Limitações do PDE resultam em excesso de compactos em São Paulo

Nas ZEUs, documento exige número mínimo de apartamentos e restringe uma vaga de garagem por unidade

6 de outubro de 2021Mercado Imobiliário

Há pouco mais de cinco meses, o GRI Club Real Estate Brazil ouviu desenvolvedores, advogados e consultores imobiliários sobre os prós e contras do atual plano diretor estratégico (PDE) de São Paulo. Conforme mostramos no início de maio, a avaliação das regras vigentes tende a pender para a crítica, já que, segundo as fontes consultadas, o documento tem efeito contrário ao idealizado

Um dos maiores desagrados são as limitações do PDE em relação ao tipo de produto imobiliário nas diferentes regiões da cidade. “O plano não permite que as incorporadoras entreguem aquilo que o público quer comprar.
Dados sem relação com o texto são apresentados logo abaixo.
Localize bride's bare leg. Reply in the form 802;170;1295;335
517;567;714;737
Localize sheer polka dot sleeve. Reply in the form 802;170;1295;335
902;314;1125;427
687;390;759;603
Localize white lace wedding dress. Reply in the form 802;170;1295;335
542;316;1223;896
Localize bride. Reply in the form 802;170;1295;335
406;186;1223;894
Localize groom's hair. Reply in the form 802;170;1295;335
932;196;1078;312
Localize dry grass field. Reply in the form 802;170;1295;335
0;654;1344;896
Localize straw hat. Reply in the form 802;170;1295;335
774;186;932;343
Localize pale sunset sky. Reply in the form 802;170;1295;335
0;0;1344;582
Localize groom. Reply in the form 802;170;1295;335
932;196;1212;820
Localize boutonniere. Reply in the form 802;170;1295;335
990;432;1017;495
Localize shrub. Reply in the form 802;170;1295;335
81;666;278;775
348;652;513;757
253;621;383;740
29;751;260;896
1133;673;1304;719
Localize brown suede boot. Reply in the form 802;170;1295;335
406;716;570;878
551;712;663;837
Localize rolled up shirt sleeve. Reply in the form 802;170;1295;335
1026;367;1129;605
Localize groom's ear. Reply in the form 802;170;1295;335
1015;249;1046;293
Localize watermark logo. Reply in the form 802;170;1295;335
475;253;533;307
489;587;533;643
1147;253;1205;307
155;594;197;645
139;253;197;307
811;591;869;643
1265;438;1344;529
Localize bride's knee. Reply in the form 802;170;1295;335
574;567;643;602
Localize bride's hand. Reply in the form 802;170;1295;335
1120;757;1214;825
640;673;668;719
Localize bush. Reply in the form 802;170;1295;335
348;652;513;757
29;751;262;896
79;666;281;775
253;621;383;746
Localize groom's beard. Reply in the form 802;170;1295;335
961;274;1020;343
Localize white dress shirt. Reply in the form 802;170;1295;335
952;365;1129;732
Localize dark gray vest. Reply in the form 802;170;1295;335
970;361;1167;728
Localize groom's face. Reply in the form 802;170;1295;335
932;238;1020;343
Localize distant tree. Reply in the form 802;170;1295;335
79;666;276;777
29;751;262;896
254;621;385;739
A classe média está totalmente desatendida. Pode-se construir para o altíssimo padrão, pois não há limite de preço, e habitação social porque tem incentivos. A classe média está prejudicada, indo para a periferia”, aponta Rodrigo Bicalho, sócio do Bicalho, Mirisola, Bresolin, Dias Advogados

As restrições mencionadas ocorrem principalmente nas ZEUs (Zonas Eixo de Estruturação de Transformação Urbana). Segundo Denis Espinosa, diretor da CBRE, as regras acabaram engessando o desenvolvimento imobiliário. “Existe um limite de vagas de garagem e um número mínimo de apartamentos conforme o tamanho do terreno. Em média, são unidades de 80 metros quadrados, mas a cidade é plural, as famílias têm necessidades diferentes”. 

Para Gustavo Vaz, diretor de Investimentos da Cyrela Asset, a inflexibilidade atrapalha a concepção de produtos adequados. “Adensar áreas próximas do transporte público é interessante, mas não faz sentido haver limitação de tamanho das unidades, cota parte e número máximo de vagas de garagem. Se o mercado pede apartamentos com mais de 100 metros quadrados, deixe-nos produzi-las”, solicita o executivo. 

O excesso de regras limitantes apontado pelos executivos acaba por criar uma overdose de empreendimentos compactos, conforme ratifica o diretor de Incorporação da Benx, Luciano Amaral: “A limitação da criatividade do arquiteto, do incorporador e do investidor deu origem a um excesso de produtos iguais nas mesmas regiões, o que é muito ruim para a cidade”, afirma. 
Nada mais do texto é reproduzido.